Como aqueles professores de inglês que se gabam de não estarem interessados no que está acontecendo no mundo, estão interessados apenas na literatura, ou críticos que dizem não estar interessados no conteúdo, mas na estrutura, ou jovens poetas que nos dizem não estar interessados em nada além de sua própria criatividade, Guido anuncia: "Eu não tenho nada a dizer, mas quero dizer". 'Menos eu, mais necessidade de expressá-lo? Ou, como disse a esposa ao marido bêbado: "Se você tivesse cérebro, você os levaria para fora e brincaria com eles".

E o "spa" é apenas o lugar para fazer isso, como demonstrou Marienbad. Aqueles que aperfeiçoaram sua inteligência interpretando o que aconteceu no O Ano Passado em Marienbad agora vão trabalhar no, separando "memórias" e fantasias da "realidade". Um professor que ensina cinema me disse que tinha ido ver várias vezes para testar várias teorias de como as mudanças entre os temas
foram realizadas, e ainda não tinham descoberto a resposta. Quando eu sugeri que ele tinha se colocado em um problema insolúvel, porque é tudo fantasia, ele ficou muito irritado com o que ele chamou de minha perversidade e citou como exemplo claro de "realidade" a sequência dos testes de tela para a amante e a esposa (um dos episódios mais pesadelos do filme) e como exemplo de "memória" a dança Saraghina na praia (que se compara como uma "memória" com, digamos, o monstro lavado no final de A Doce Vida).

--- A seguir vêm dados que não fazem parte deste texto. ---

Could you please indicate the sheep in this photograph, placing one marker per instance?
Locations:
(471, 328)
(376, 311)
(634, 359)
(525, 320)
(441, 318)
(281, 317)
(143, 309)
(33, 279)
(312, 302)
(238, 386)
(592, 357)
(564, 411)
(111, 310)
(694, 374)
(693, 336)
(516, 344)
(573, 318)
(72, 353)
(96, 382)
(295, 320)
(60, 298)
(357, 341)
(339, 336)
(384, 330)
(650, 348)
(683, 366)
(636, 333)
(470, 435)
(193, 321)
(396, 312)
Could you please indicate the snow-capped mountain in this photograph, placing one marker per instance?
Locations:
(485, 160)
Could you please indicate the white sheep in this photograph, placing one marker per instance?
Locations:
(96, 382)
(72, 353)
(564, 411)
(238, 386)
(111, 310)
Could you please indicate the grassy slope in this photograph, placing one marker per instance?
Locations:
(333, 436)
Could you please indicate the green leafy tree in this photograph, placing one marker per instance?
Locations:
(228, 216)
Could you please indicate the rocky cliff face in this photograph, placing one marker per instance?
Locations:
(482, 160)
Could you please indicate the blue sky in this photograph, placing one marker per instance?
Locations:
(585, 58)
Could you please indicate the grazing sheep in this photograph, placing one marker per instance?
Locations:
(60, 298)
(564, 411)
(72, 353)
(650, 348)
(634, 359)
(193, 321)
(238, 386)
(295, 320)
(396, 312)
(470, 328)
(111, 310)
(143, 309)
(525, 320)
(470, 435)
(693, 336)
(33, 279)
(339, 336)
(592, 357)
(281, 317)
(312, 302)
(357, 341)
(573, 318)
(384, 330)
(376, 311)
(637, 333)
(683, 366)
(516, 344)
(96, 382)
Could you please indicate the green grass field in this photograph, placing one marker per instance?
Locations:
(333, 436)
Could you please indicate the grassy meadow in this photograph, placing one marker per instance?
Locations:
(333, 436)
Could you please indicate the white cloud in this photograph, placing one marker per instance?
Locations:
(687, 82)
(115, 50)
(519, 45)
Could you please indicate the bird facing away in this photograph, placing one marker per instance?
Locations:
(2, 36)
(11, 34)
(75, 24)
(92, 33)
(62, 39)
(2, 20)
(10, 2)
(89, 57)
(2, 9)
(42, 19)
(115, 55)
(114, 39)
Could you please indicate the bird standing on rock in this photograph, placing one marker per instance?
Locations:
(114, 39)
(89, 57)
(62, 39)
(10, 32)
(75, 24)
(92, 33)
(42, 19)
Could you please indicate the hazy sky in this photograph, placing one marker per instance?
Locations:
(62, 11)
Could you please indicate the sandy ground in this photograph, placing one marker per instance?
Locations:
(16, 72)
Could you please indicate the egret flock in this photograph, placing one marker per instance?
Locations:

Este é o primeiro (e, previsivelmente, não o último) filme em que o diretor parece estar principalmente interessado em glorificar sua auto-imprisão. E este fracasso em alcançar imaginativamente - que tradicionalmente tem sido considerado suicídio artístico - é aclamado como um marco na arte cinematográfica por aqueles que aceitam a auto-absorção como "criatividade".
8½ começou como uma "continuação" de A Doce Vida - retomando a história do "anjo umbriano". Agora Fellini a transforma em Claudia Cardinale, um anjo de peito cheio com um sorriso ambíguo. Flutuando sobre o diafano, ela não é tão diferente de Cyd Charisse ou Rita Hayworth em gaze nas rampas de um número de produção do MGM ou Columbia. Ela se torna um ideal de inocência do showman - a pureza pulcrítica, a musa-anjo como "estrela" (do filme e do filme dentro do filme) - um impasse sem fim refletido, uma regressão infinita.